Revenge with Blaster Bombs in an X@COM town. Damn that game's a blast and I want to work on it...

I've thought of naming Cogmind releases for a long time, even retroactively naming older ones for consistency, but never went ahead with the plan.

Actually, I have sort of named each Cogmind release, if only in one place: IndieDB. For release announcement posts there I always name the release rather than reporting it as a number like elsewhere, just to give the post title a less boring look since it appears listed with other games, and also to give a hint of what the release includes. The next release is already dubbed "The End," Alpha 14 was "Hack 'n Slash" (melee multi-wielding), Alpha 13 was "Rise of Zion" (new plot thread), Alpha 12 was "The Place No One Lives to Tell About" (boss map), etc. While we're at it, do you have any opinions on named releases?

In any case, version names are really just supplementary to another system, as ideally a game's versioning should reflect some kind of sequence.

Dev Cycle

As far as other considerations go, the decision here depends somewhat on the future release schedule.

In the past it was easy to maintain a 4/5-week release cycle, with a couple weeks of adding a big chunk of content centered around a new map or branch, followed by a week of bigger feature(s) and then some little ones. While I really like that approach, which makes each release pretty substantial (and discussion-worthy!), future updates won't usually have new maps to be focused around, which themselves lead to lots of other related required content, features, and mechanics.

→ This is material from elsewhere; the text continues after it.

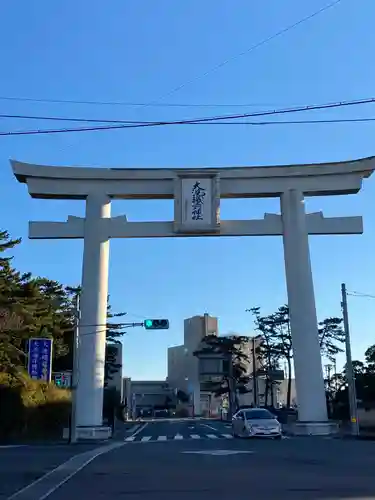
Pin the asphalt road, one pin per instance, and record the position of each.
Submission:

I'm also looking forward to the pace being a little more flexible and responsive, such as releasing smaller batches of new features every two weeks or so. This change in pace would be another reason to depart from the original alpha designation, if only because sticking to the ongoing "Alpha #" system can distort and dilute the effort and value of the previous releases, each of which took a lot of work to complete.

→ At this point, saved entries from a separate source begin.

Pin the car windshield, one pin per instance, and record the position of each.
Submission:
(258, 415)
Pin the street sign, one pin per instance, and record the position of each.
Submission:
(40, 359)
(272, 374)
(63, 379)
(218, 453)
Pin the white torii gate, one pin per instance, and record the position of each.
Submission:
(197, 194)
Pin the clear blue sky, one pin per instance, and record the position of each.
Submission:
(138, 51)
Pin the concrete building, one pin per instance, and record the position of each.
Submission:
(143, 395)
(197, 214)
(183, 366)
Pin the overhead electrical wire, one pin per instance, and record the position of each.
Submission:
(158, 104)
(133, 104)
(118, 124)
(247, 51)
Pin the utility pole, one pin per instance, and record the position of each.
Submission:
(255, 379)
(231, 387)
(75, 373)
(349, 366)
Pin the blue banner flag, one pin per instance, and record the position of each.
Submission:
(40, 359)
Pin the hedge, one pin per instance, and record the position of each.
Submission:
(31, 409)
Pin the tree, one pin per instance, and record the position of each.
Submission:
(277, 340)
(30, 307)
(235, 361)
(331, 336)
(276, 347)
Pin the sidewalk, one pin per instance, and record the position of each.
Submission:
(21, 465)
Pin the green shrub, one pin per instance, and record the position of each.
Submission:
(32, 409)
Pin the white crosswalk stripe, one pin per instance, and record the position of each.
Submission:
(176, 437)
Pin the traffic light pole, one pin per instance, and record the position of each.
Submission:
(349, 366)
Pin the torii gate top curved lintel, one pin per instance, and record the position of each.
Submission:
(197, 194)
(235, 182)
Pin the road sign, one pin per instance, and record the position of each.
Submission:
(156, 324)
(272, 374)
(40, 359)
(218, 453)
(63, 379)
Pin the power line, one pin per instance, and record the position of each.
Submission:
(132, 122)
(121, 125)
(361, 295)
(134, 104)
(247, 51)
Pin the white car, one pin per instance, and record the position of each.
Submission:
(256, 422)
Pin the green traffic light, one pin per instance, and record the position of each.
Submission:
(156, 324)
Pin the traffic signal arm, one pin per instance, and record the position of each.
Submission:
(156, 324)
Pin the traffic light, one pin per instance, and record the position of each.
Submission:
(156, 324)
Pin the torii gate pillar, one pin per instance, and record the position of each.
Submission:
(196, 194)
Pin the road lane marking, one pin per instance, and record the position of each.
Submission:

Grid Sage Games release history as of 170504.

I very much enjoy the practice of releasing with meatier changelogs, but then players also appreciate more rapid development, so there's a good chance I'll be heading in that direction for a while, at least for much of 2017 (once past the "actually releasing on Steam" hurdle).

Are you done yet?

No, this is cathartic and I might be coming close to a decision :P

Having written all of this out, I'm leaning a lot more strongly towards an R# system, maybe calling it R1, kinda like a fake 1.0.

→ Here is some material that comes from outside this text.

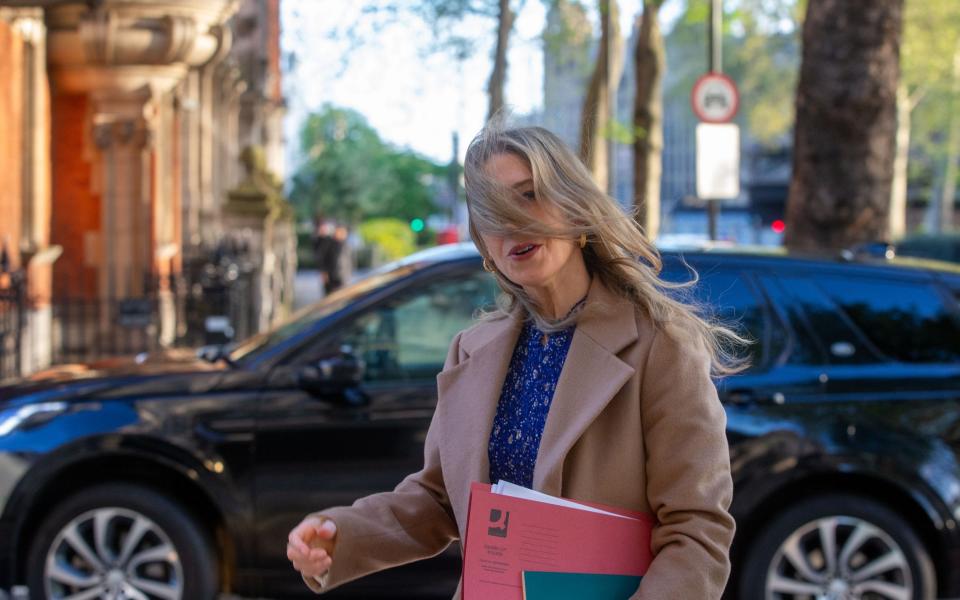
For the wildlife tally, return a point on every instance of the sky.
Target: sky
(413, 99)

And beyond that? I guess then we can, okay, eventually declare a release the 1.0, and then I imagine there will be updates even beyond that (I probably won't be able to stop myself even if I wanted to), so then we could go with numbers since there is no longer some kind of commonly-assumed target after 1.0, which just breeds updates like 1.01, and so on. Alongside it we'll probably just continue with the R-numbering as well.

Anyway, regardless of what versioning we go with for now, I'll keep up the same date-appended pure number version (still 0.10!).

So what do you think--have I overthought this enough yet? :P

I... still can't decide. Because after sleeping on this post I woke up thinking about it from another angle and started to question the whole R-thing, in that unlike a < 1.0 decimal version number, or clearly having an "alpha" right in the version name, using something like "R" doesn't even hint that the game still has a fair bit of development coming, or that it's technically "early access." That information has to be expressed externally to the versioning, which is somewhat annoying. Maybe just let innertia do its thing, call it Alpha 15 and stop thinking about this? Or is it time for something new? Hm.

Maybe Beta? It's different from Alpha but clearly "not done," and we can ignore what it really means in terms of software development (most games ignore it...). Hm.

Update later same day: For scheduling reasons I had to make a quick decision since it’s Friday and for some reason I really thought it was still Thursday :P. So… Beta it is. Huge feature preview for Cogmind’s Beta milestone is now posted!